The 17-year-old icon
The social media response was scathing.
“The most embarrassing thing a football club has ever done,” said one user. “Tinpot,” said another. “Pathetic,” said a third.
They were reacting to Birmingham retiring Bellingham’s number 22 shirt.
Birmingham explained their decision like this: Bellingham was an “iconic figure” noted for his “talent, hard work and dedication”; removing the number 22 from their roster would be a gesture to “remember one of our own and to inspire others”.
But Bellingham was just 17. He had played only 44 games and a single first-team season for the Blues. To its critics, Birmingham’s decision was hype-fuelled froth.
There was context however. Bellingham is truly one of their own.
Born in Stourbridge, 10 miles west of Birmingham, he joined the Blues aged eight.
“What a place, what a city, what a club,” Bellingham said in an interview in 2021.
“It is always the first score I check, I am always watching the games when I can, it means so much to me that club.”
He may have been part of Birmingham’s set-up since primary-school age, but his football education began lower down the ladder and closer to home.
His father Mark was a prolific striker in the West Midlands lower leagues, scoring more than 700 goals in a career that stretched into his mid-40s.
A young Jude didn’t really watch football on television. Instead, he would see the glory and physicality close up on the Saturday morning sidelines of his father’s games. It left an impression.
“I used to watch him play all the time; it’s where I started to get that love for football,” he told the Guardian.
“That non-league style of toughness and being gritty when you need to be is reflected in my game. That comes from watching my dad play – even though he never tackled!”
Jude did tackle. And pass. And dribble.
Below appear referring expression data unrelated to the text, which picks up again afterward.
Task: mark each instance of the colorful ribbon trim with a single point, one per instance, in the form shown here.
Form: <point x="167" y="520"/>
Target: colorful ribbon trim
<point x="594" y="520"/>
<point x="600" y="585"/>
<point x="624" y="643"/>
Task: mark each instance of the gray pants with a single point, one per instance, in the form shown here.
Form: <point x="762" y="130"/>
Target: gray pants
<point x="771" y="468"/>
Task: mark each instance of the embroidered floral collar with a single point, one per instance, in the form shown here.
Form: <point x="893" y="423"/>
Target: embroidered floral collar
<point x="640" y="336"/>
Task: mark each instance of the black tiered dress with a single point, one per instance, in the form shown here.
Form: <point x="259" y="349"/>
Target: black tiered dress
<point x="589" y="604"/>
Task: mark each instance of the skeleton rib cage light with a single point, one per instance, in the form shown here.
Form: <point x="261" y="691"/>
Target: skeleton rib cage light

And create.
Such was the completeness of his midfield game that his coaches gave him the number 22 shirt – the one that Birmingham would later retire – as a reminder.
It was the total reached by combining the numbers of a defensive anchorman (four), a box-to-box touch merchant (eight) and a final-third creator (10).
It didn’t take much calculation to see Bellingham was a rare talent though. Few players have passed the ‘eye test’ so conclusively.
He covered the ground in a languid, liquid gallop, nimbly retained the ball with deft touches and dropped shoulders and invariably chose the right option to put his team in a better position on the pitch.
He made his Birmingham first-team debut just a month after his 16th birthday, starting a 3-0 EFL Cup defeat by Portsmouth.
Three weeks later, he marked his home debut with the winning goal against Stoke. He never looked back.
He made 44 appearances that season to a backdrop of increasing speculation.
Premier League scouts wrote back with glowing reports.
Arsenal were already well on his trail, having tried to prise him away from St Andrew’s as a 14-year-old.
But it was Manchester United who came on strongest.
Bellingham was given a tour of the training ground in early 2020. United’s pitch centred on the number seven shirt. Eric Cantona and Bryan Robson – two of its most famous occupants – were on hand to greet him and his family.
Sir Alex Ferguson and the then-manager Ole Gunnar Solskjaer told Bellingham he could be similarly instrumental in United’s future.
However, Bellingham’s father Mark, who oversees his sons’ careers, was not convinced.
Paul Pogba and Bruno Fernandes led the queue for United’s midfield spots, with Scott McTominay, Nemanja Matic and Fred also in the squad. The scrutiny, even on the fringes, would be unforgiving.
German side Borussia Dortmund couldn’t offer as much money or as high a profile, but their record of developing young players quickly and well was the clincher.
Jadon Sancho, the English winger who had swapped Manchester City for Dortmund, was most often cited, but Ousmane Dembele and Christian Pulisic’s successes showed it wasn’t a one-off.
Bellingham let United down gently. They signed Donny van de Beek instead.
There was, however, one final bit of business before Jude could move.
Under league rules, Bellingham, only 16, was ineligible for a full professional contract before his 17th birthday. Instead he was a star on scholarship terms, earning only £145 a week.
In theory, Bellingham could have walked away from Birmingham in the summer of 2020, with the club receiving negligible compensation.
In practice, he couldn’t. The relationship between the club and family was worth more.
After turning 17, Bellingham signed a professional contract at Birmingham, one both he and they knew would never be fulfilled. But it meant that Dortmund would pay Birmingham a fee of up to £30m – a record for a 17-year-old – to secure Bellingham.
Whatever his status on the teamsheet, Bellingham is a legend on the Birmingham balance sheet.